終戦間近に文部大臣として活躍し、戦後「亜細亜(あじあ)大学」を創設したのが、愛国者として知られた太田耕造です。耕造は、明治22年(1889年)12月15日、旧二本松藩の豪商・勢州屋八代長左衛門より分家した太田貞郎の四男として出生。6歳ごろまで二本松で育ちました。
明治30年代前半の金融危機によって本家と共に連鎖倒産となり、小学校中退を余儀なくされました。のち、姉の影響で福島教会で洗礼を受け、キリスト教青年活動に従事する傍ら、私立「学半塾」を修了。二松学舎(にしょうがくしゃ)創始者の三島忠州(みしまちゅうしゅう)に師事しています。
その後、牧師を志して上京するも、その道を断念し、法律・政治家に進むことを決意。大正9年(1920年)東京帝国大学を卒業して弁護士となり、さらに現代政治思想史研究の機関誌「国本(こくほん)」の重要メンバーとして、国家主義運動に傾注しています。
昭和13年(1938年)法政大学教授に就任、しかし、翌年の平沼騏一郎(ひらぬまきいちろう)内閣誕生に伴い総理大臣秘書官に任命され、次いで内閣書記長(現官房長官)、貴族院議員、そして、鈴木貫太郎(すずきかんたろう)内閣誕生に際し文部大臣に任命されました。
そして終戦となり、大臣を辞職。A級戦犯容疑に問われ、一年半に及ぶ拘留の結果、不起訴処分で出所。弁護士として再登録する一方、“日本再建の基礎は青少年の正しい育成である”との堅い理念から、再び教育に情熱を傾注しました。
昭和29年(1954年)、先に自ら創設した亜細亜学園理事長・日本経済短期大学長に就任。

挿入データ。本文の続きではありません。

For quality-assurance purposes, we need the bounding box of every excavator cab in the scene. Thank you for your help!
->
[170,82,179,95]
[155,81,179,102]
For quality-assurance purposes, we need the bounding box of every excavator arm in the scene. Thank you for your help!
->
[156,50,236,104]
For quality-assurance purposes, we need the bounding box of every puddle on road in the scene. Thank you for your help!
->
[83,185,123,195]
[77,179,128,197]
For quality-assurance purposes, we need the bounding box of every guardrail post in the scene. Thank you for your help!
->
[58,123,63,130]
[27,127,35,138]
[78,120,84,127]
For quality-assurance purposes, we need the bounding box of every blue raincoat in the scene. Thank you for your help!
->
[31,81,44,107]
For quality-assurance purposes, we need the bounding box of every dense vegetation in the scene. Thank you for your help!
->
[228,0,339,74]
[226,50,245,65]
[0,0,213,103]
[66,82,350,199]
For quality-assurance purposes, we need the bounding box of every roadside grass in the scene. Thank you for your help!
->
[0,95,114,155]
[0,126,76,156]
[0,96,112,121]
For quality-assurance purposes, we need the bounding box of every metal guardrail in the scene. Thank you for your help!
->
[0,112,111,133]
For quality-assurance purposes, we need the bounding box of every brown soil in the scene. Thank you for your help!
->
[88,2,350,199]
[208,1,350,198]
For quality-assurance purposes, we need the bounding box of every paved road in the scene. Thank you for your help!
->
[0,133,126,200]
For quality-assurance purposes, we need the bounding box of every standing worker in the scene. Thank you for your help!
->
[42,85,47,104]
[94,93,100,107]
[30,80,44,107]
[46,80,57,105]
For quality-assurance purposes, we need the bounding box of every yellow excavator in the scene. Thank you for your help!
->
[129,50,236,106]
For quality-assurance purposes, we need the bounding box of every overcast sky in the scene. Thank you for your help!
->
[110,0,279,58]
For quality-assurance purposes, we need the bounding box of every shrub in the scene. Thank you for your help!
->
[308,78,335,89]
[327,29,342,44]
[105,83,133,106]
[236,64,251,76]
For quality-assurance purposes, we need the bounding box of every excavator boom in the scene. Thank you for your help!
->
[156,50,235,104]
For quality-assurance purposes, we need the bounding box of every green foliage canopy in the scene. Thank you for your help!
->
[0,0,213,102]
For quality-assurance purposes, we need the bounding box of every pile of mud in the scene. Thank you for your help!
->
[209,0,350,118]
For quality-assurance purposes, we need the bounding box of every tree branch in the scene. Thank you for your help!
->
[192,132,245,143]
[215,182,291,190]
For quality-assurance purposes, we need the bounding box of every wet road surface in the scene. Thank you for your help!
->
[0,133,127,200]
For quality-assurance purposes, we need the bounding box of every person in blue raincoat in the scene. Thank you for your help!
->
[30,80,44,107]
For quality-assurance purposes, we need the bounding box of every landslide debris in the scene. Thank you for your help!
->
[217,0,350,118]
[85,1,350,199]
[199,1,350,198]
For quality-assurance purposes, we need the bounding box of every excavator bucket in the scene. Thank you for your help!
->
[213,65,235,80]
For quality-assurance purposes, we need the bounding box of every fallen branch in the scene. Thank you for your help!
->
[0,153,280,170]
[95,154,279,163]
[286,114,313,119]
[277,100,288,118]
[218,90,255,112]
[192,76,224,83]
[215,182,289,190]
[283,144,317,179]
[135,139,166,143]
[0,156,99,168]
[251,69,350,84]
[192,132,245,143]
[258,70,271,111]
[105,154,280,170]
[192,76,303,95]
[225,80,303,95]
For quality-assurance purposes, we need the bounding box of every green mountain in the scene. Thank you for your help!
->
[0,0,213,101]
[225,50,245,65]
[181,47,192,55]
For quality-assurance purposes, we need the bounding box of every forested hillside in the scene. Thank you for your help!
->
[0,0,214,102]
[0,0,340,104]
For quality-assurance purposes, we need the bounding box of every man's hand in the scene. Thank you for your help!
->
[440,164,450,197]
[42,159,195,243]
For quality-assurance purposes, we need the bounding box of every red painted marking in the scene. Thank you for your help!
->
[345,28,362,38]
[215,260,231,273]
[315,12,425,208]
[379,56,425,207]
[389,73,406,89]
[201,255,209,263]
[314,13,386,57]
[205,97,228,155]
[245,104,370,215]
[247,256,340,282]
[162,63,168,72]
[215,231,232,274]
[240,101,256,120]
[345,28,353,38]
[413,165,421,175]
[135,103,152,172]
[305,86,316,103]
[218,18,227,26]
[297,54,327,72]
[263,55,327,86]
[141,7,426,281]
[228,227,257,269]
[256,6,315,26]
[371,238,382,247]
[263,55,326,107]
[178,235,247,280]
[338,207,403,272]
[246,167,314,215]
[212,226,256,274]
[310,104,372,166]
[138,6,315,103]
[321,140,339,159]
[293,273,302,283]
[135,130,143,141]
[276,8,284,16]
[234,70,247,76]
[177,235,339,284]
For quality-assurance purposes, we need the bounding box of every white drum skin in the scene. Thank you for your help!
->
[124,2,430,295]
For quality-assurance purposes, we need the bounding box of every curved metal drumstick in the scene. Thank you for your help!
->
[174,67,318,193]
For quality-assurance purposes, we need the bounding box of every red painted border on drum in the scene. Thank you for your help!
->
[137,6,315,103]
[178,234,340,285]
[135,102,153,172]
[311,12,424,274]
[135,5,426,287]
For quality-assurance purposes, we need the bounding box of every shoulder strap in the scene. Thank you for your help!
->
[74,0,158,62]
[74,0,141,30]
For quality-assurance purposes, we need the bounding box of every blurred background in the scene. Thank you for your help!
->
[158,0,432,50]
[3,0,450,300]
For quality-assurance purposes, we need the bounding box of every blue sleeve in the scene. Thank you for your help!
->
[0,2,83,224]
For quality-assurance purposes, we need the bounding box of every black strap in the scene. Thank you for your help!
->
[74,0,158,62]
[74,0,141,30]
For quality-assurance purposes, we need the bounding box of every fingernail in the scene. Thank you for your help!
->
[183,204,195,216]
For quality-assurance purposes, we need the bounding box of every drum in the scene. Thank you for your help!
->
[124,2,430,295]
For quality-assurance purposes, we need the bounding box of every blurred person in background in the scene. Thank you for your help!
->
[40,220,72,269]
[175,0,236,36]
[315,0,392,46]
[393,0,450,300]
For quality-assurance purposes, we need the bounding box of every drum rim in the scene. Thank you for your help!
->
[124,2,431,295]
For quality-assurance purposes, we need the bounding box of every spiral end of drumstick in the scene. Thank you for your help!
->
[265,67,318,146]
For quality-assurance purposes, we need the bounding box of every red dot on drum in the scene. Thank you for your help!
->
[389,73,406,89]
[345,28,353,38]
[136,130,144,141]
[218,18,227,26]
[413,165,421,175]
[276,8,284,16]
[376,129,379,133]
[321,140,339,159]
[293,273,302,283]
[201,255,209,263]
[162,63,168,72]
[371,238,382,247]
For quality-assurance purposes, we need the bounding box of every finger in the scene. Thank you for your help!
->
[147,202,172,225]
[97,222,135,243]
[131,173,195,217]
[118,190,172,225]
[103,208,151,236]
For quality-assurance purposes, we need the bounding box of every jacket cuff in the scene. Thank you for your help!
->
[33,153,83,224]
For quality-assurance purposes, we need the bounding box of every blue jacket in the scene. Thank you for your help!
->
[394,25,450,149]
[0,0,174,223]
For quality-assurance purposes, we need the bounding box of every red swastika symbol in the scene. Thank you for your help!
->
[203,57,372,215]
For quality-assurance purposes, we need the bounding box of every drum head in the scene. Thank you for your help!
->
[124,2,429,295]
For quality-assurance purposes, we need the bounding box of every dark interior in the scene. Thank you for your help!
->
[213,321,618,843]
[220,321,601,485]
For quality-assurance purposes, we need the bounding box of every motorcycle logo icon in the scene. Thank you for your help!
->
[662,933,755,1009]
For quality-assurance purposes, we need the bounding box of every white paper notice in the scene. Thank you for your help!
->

日本とアジアの親善・理解の重要性を説いて、派遣留学生制度を確立し、教育面だけではなく、文化交流・国際親善にも大きく貢献しています。
また、“日本及びアジアの文化社会の研究と建設的実践に重点を置き、もってアジア融合に新機軸を打ち出す人材を育成するを、その使命とする”と説き、「自助協力」を建学精神として、同30年(1955年)に亜細亜大学を創設し、学長に就任。留学生別科を開設し、アジア各国から迎え入れ、その数は一千人を超えたといいます。
「アジアは一つであり、教育こそ国を救う源である。」と訴え続けた真の愛国者・教育者は、同56年(1981年)11月26日、91歳の長寿をもって逝去。その精神は今もなお後進に受け継がれています。